Something in the air that evening added a special frisson to the proceedings. It wasn’t just that a hundred people of varied backgrounds had gathered together to talk about a 90-year-old book, although that surely created a sense of occasion. Nor was it the way that past and present came together as the current editor of the Forward discussed its founding editor, vividly bringing him to life.

What endowed the evening with symmetry and depth and passion was the ongoing relevance of Cahan’s tale of immigrant Jewish life. Generating lively conversation, “Levinsky” prompted members of the audience to hold forth on the rise of the garment industry, Cahan’s depiction of women, the anomie of immigrant life and the costs of Americanization. Although dated in so many respects, from its lumbering prose to its penchant for melodrama, the book spoke to these contemporary readers, capturing their imaginations.

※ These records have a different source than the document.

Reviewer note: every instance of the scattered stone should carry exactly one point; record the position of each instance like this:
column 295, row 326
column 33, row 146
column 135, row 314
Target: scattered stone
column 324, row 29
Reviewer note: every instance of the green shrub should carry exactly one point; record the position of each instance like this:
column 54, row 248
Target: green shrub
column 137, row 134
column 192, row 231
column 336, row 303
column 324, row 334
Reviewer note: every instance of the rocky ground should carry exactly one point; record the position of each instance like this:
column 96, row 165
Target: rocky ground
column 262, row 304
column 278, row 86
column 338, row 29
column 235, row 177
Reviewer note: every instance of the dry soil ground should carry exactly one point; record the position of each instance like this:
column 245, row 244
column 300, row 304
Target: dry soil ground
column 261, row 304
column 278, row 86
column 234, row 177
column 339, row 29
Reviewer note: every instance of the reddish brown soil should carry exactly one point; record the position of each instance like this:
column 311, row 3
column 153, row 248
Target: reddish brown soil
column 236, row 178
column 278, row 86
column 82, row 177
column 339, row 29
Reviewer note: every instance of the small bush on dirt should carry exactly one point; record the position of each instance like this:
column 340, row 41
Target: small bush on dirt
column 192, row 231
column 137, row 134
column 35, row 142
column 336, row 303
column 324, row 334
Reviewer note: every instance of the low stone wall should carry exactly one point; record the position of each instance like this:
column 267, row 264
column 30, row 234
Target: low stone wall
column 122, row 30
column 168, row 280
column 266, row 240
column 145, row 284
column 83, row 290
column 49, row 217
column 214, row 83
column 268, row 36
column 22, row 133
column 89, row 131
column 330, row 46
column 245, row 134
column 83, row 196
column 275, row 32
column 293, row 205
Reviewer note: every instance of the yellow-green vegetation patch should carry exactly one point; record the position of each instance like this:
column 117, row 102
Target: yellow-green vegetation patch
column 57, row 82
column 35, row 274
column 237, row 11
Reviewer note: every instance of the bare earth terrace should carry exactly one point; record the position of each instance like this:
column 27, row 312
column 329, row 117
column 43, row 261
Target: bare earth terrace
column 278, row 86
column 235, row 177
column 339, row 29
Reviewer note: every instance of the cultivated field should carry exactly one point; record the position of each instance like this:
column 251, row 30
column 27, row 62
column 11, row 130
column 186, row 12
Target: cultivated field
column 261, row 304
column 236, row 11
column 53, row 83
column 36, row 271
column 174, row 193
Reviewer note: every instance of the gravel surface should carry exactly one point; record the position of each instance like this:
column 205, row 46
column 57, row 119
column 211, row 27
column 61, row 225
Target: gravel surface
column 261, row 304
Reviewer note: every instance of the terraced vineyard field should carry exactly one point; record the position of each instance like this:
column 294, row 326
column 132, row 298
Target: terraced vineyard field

“The Rise of David Levinsky” speaks to me, too, but more as history than as literature. I freely confess that when I open its pages, it’s not gorgeously shaped sentences that I seek — or find. Instead, I look to “Levinsky” for its insights into the garment industry, scientific charity and the cut of a man’s suit; for its rich evocation of Manhattan’s Lower East Side, its vivid depiction of the Catskills and the way it effectively marshals so many little, gritty details about daily life. I turn to “Levinsky” for knowledge rather than escape, for information rather than affirmation.

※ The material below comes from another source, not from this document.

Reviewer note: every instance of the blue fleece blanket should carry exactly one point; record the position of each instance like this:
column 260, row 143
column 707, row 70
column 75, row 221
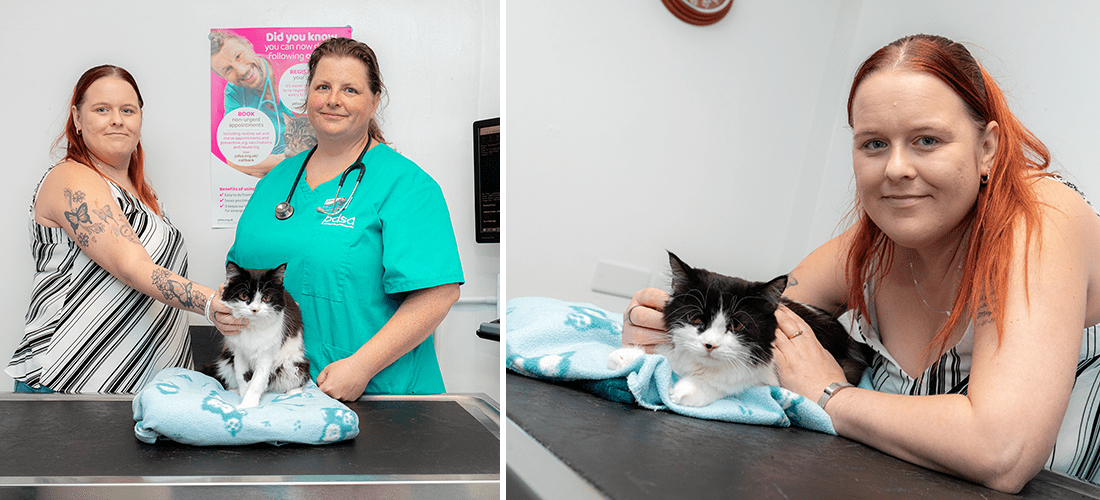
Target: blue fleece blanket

In this, I’m not alone. Making my way through the reviews that accompanied the book’s initial publication and its subsequent reprintings in the 1950s and the ’60s, I have discovered that others before me were equally inclined to embrace “Levinsky” more as sociology, as a tour of current events, than as a literary tour de force.

When first published, “Levinsky” garnered a considerable amount of attention — and positive attention, at that — from the English-language press, itself a testament to the book’s power or, more to the point, perhaps, to its author’s standing. “Levinsky” is so “vividly and convincingly written that it reads more like fact than fiction,” related the New York Times, noting how it ably captured the transformation of Eastern European Jewry from a community whose life in the Old World was foreclosed to one for whom everything in the New World was now possible, including great material success. True, it conceded, “Levinsky” is “not a pleasant book nor is David himself an especially likeable or appealing character. His very soul is stripped bare before us; we know him intimately, know him as we know few of our friends or relatives but it cannot be said to know him is to love him.” But that’s as it should be, continued the review, warming to its topic. The “dominant quality in this novel is the effect it gives of being altogether real. Whether the scene is laid in the Russian ghetto or the big expensive hotel in the Catskills where rich Jews congregated and every woman tried to outdress and outjewel all the others… this sense of reality is always present.” For the city’s paper of record, then, the book’s appeal had more to do with its filigreed descriptions of the immigrant experience than with its transcendent literary virtues.

Fast-forward 30-odd years to 1952, when the book was reissued, prompting celebrated writer Isaac Rosenfeld to take a “fresh look” at it in the pages of Commentary. For the longest time, Rosenfeld had avoided reading the book, believing it to be a “badly written account of immigrants and sweatshops in a genre which was intolerably stale by now.” Much to his surprise, he found the novel to be fresh and vivid and wholly American. In this tale of a dissatisfied, hungering businessman, Jewish themes were “readily assimilated” to American ones, Rosenfeld wrote, allowing readers to see America as the “land of the sad millionaire.”

A decade later, the reissue of “Levinsky” led to a review in the Times by none other than Saul Bellow. Expecting to find a “certain nostalgic softness,” the sort of sappy sentiment that once appealed to his mother, Bellow found instead a clear-eyed and decidedly unsentimental novel. Cahan, he wrote, “had a remarkably good head about self-interest, snobbery, social climbing, money and the Americanization of the Jews.” What’s more, he had “the instincts of a fine novelist” and none of the “false piety of later generations of Jewish writers.” All the same, Bellow believed that the book was “more interesting as social history than as literature.”

In the end, it may well be that in its attentiveness to and accumulation of detail, the play of its sociological imagination and the ways in which it blurred the boundaries between art and life, reportage and fiction, “The Rise of David Levinsky” was most true to its time. After all, the immigrant experience was no fairy tale.